Mit der internationalen TV-Dokumentation von 2009 konnten zwar die Umstände des Untergangs von U 480 geklärt werden, die danach entstandene Diskussion pflegte dann aber teilweise den Mythos von deutschen „Stealth“-U-Booten und diese als einen weiteren Bestandteil deutscher „Wunderwaffen“, die erfolgreichen Einsätze von U 480 oder U 1105 mögen dazu beigetragen haben. Aber, ist allein schon die Bezeichnung „Stealth“ falsch, denn sie ist durch den Zusammenhang mit der Anti-Radar-Technik belegt, sollte man vorsichtig sein, die „Alberich“-Ausstattung nun auf die Schiene der „Wunderwaffen“ des Dritten Reiches zu setzen. Zweifellos war dies eine bahnbrechende Entwicklung und sie hat durchaus Erfolge im Einsatz aufzuweisen. Aber, die Technik war viel zu aufwändig in der Herstellung, zu anfällig im Einsatz durch Schäden am Gummikörper mit dann weitgehendem Verlust der beabsichtigten Tarnung, und sie ist in der weiteren Entwicklung im U-Bootbau nicht weiter verfolgt worden.
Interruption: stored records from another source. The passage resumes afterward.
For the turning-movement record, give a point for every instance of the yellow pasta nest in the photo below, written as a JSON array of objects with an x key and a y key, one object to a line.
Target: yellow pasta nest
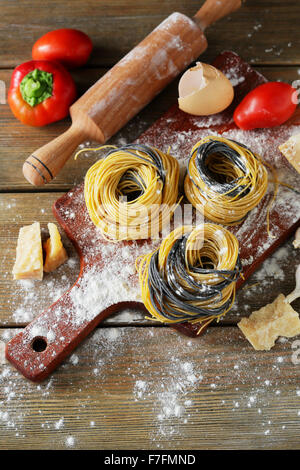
[{"x": 132, "y": 192}]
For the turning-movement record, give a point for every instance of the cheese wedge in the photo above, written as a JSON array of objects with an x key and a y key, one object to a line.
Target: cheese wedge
[
  {"x": 29, "y": 259},
  {"x": 264, "y": 326},
  {"x": 55, "y": 251},
  {"x": 291, "y": 150}
]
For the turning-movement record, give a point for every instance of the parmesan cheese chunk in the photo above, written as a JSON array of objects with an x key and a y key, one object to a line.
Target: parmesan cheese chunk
[
  {"x": 55, "y": 251},
  {"x": 264, "y": 326},
  {"x": 29, "y": 259},
  {"x": 296, "y": 242},
  {"x": 291, "y": 150}
]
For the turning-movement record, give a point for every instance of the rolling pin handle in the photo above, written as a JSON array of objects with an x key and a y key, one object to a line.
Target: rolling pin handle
[
  {"x": 46, "y": 162},
  {"x": 214, "y": 10}
]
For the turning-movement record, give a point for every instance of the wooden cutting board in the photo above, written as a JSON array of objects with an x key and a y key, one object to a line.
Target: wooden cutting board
[{"x": 107, "y": 281}]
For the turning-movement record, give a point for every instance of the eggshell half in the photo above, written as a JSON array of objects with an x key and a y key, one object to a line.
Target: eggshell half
[{"x": 204, "y": 90}]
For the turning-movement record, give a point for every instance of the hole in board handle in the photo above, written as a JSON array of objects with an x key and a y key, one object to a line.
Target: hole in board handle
[{"x": 39, "y": 344}]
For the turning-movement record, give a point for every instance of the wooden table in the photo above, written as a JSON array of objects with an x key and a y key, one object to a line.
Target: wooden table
[{"x": 134, "y": 385}]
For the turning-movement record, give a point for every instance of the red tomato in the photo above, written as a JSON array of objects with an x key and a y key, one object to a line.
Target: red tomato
[
  {"x": 70, "y": 47},
  {"x": 268, "y": 105}
]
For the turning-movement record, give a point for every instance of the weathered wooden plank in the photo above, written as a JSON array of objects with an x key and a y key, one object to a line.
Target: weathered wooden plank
[
  {"x": 20, "y": 302},
  {"x": 122, "y": 390},
  {"x": 117, "y": 26},
  {"x": 18, "y": 141}
]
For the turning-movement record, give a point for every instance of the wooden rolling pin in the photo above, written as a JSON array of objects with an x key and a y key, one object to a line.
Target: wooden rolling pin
[{"x": 131, "y": 84}]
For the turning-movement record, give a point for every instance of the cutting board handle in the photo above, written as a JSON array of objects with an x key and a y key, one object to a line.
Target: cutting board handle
[
  {"x": 214, "y": 10},
  {"x": 40, "y": 347},
  {"x": 46, "y": 162}
]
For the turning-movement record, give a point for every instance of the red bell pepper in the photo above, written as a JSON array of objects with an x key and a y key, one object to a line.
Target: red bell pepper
[
  {"x": 41, "y": 92},
  {"x": 268, "y": 105}
]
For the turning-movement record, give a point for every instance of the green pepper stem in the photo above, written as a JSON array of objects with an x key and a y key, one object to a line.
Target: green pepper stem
[{"x": 36, "y": 87}]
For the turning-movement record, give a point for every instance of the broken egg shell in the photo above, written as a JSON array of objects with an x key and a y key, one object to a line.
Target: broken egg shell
[{"x": 204, "y": 90}]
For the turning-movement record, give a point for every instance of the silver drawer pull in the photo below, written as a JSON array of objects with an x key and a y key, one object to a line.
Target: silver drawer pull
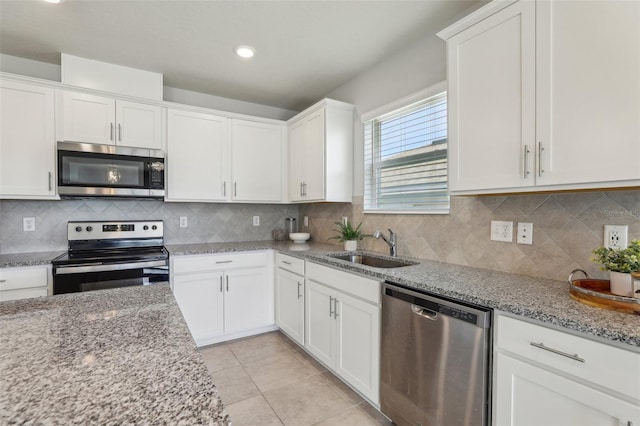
[{"x": 574, "y": 357}]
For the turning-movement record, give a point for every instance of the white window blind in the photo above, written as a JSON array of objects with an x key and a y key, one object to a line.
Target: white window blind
[{"x": 406, "y": 159}]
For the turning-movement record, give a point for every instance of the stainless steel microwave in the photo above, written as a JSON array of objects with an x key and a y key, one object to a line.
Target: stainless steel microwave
[{"x": 94, "y": 170}]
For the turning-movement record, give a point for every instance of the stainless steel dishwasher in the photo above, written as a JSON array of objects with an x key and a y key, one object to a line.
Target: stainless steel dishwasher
[{"x": 435, "y": 364}]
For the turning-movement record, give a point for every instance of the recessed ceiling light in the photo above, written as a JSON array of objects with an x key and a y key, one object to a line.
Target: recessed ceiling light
[{"x": 245, "y": 51}]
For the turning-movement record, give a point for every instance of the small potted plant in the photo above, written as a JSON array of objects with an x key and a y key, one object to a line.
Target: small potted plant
[
  {"x": 348, "y": 234},
  {"x": 620, "y": 263}
]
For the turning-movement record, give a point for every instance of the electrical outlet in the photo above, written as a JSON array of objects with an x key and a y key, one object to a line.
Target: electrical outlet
[
  {"x": 615, "y": 236},
  {"x": 501, "y": 231},
  {"x": 28, "y": 224},
  {"x": 525, "y": 233}
]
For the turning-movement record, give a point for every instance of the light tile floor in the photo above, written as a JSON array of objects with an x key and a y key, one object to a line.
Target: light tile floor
[{"x": 269, "y": 380}]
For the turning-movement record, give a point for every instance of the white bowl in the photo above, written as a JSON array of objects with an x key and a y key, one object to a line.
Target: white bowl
[{"x": 299, "y": 237}]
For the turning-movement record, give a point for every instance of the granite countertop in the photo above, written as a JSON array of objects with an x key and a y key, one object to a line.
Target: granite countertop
[
  {"x": 536, "y": 299},
  {"x": 109, "y": 357}
]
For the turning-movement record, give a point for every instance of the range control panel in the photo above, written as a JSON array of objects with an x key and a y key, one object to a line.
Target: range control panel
[{"x": 96, "y": 230}]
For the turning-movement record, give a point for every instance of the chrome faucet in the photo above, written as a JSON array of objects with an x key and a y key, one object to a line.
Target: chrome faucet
[{"x": 392, "y": 241}]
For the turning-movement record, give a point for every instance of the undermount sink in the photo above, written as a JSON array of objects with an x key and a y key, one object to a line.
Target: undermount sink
[{"x": 374, "y": 261}]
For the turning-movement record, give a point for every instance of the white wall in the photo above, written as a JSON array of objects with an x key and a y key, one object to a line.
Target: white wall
[
  {"x": 414, "y": 68},
  {"x": 37, "y": 69}
]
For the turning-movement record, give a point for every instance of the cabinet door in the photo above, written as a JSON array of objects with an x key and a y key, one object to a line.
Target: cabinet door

Interessanterweise hat die Kriegsmarine bei ihrer neuen, als technisch-operativen Durchbruch erhofften Hauptwaffe zu Ende des Krieges, dem Elektroboot vom Typ XXI, nie eine „Alberich“ – Beschichtung vorgesehen. „Alberich“ war also eine Episode und sie war zweifellos eine bemerkenswerte, technische Leistung, sie ist aber eben nicht weiter verfolgt worden.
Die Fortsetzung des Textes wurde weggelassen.